Performance Comparison¶

In [35]:
metrics_cluster = [metrics_kmeans, metrics_gmm, metrics_kmedoids, metrics_aggh, metrics_birch]

# Concatenate the dataframes vertically
metrics_df_cluster = pd.concat(metrics_cluster, axis=0)

print('\nMetrics by model:\n')
display(metrics_df_cluster)
print('--------------------------------------------')
Metrics by model:

Silhouette Score Calinski-Harabasz Score Davies-Bouldin Score
KMeans 0.174574 1120.308620 2.043847
GMM 0.122913 649.720022 2.278664
KMedoids 0.161882 1014.399991 2.064451
Agglomerative 0.150975 902.502864 2.268344
Birch 0.146438 865.047177 2.303281
--------------------------------------------

Based on these results obtained from comparing cluster model metrics, we can make the following comments:

  • KMeans: The KMeans model demonstrates moderate performance in categorizing the binary variable 'Classes'. With a Silhouette Score of 0.175, it indicates a reasonable level of cluster cohesion and separation. The Calinski-Harabasz Score of 1120.309 suggests good inter-cluster separation and intra-cluster similarity, supporting its effectiveness in distinguishing the two binary categories. Furthermore, the Davies-Bouldin Score of 2.044 indicates that the clusters formed by KMeans have reasonably well-defined boundaries for the 'Classes' variable.

  • Gaussian Mixture Model: The GMM model shows relatively lower performance compared to other models in categorizing the binary variable 'Classes'. Its Silhouette Score of 0.123 suggests a somewhat limited level of cluster cohesion and separation. The Calinski-Harabasz Score of 649.720 indicates lower inter-cluster separation and intra-cluster similarity, implying potential challenges in effectively distinguishing the two binary categories. The Davies-Bouldin Score of 2.279 also indicates a moderate level of cluster quality for 'Classes'.

  • KMedoids: The KMedoids model performs reasonably well in categorizing the binary variable 'Classes'. With a Silhouette Score of 0.162, it demonstrates a moderate level of cluster cohesion and separation. The Calinski-Harabasz Score of 1014.400 suggests good inter-cluster separation and intra-cluster similarity, supporting its effectiveness in distinguishing the two binary categories. Additionally, the Davies-Bouldin Score of 2.064 indicates a moderate level of cluster quality for 'Classes'.

  • Agglomerative Hierarchy: The Agglomerative model exhibits a moderate performance in categorizing the binary variable 'Classes'. Its Silhouette Score of 0.151 indicates a reasonable level of cluster cohesion and separation. The Calinski-Harabasz Score of 902.503 suggests good inter-cluster separation and intra-cluster similarity, implying its potential in distinguishing the two binary categories. Moreover, the Davies-Bouldin Score of 2.268 confirms a moderate level of cluster quality for 'Classes'.

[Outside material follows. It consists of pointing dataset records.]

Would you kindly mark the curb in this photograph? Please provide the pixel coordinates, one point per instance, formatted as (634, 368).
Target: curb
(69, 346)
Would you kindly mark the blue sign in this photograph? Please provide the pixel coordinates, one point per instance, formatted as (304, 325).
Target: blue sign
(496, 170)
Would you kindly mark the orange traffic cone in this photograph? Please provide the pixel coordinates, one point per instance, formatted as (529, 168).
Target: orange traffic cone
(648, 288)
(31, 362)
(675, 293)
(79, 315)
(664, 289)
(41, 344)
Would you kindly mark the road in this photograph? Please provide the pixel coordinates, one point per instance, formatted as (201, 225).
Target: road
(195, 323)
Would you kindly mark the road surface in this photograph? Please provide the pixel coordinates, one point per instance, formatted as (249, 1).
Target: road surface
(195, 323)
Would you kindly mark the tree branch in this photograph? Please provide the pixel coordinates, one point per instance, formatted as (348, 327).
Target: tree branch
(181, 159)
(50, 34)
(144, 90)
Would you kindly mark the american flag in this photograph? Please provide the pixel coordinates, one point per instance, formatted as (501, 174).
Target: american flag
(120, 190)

  • Birch: The Birch model shows a moderate performance in categorizing the binary variable 'Classes'. With a Silhouette Score of 0.146, it indicates a reasonable level of cluster cohesion and separation. The Calinski-Harabasz Score of 865.047 suggests good inter-cluster separation and intra-cluster similarity, supporting its potential in distinguishing the two binary categories. The Davies-Bouldin Score of 2.303 also suggests a moderate level of cluster quality for 'Classes'.

In general, the cluster models exhibit moderate performance in categorizing the data. The average Silhouette Score across all models is approximately 0.152, indicating a moderate level of cluster cohesion and separation. The average Calinski-Harabasz Score is around 910.396, suggesting reasonable inter-cluster separation and intra-cluster similarity, which implies the models' potential for distinguishing different clusters. The average Davies-Bouldin Score of 2.192 reflects a moderate level of cluster quality overall.

It is worth noting that the KMeans model achieved the highest Silhouette Score and Calinski-Harabasz Score among the models, indicating stronger cluster separation and cohesion. On the other hand, the GMM model obtained the lowest scores, suggesting less distinct clustering. However, all models have shown reasonable performance in forming clusters and can be considered for categorizing the data.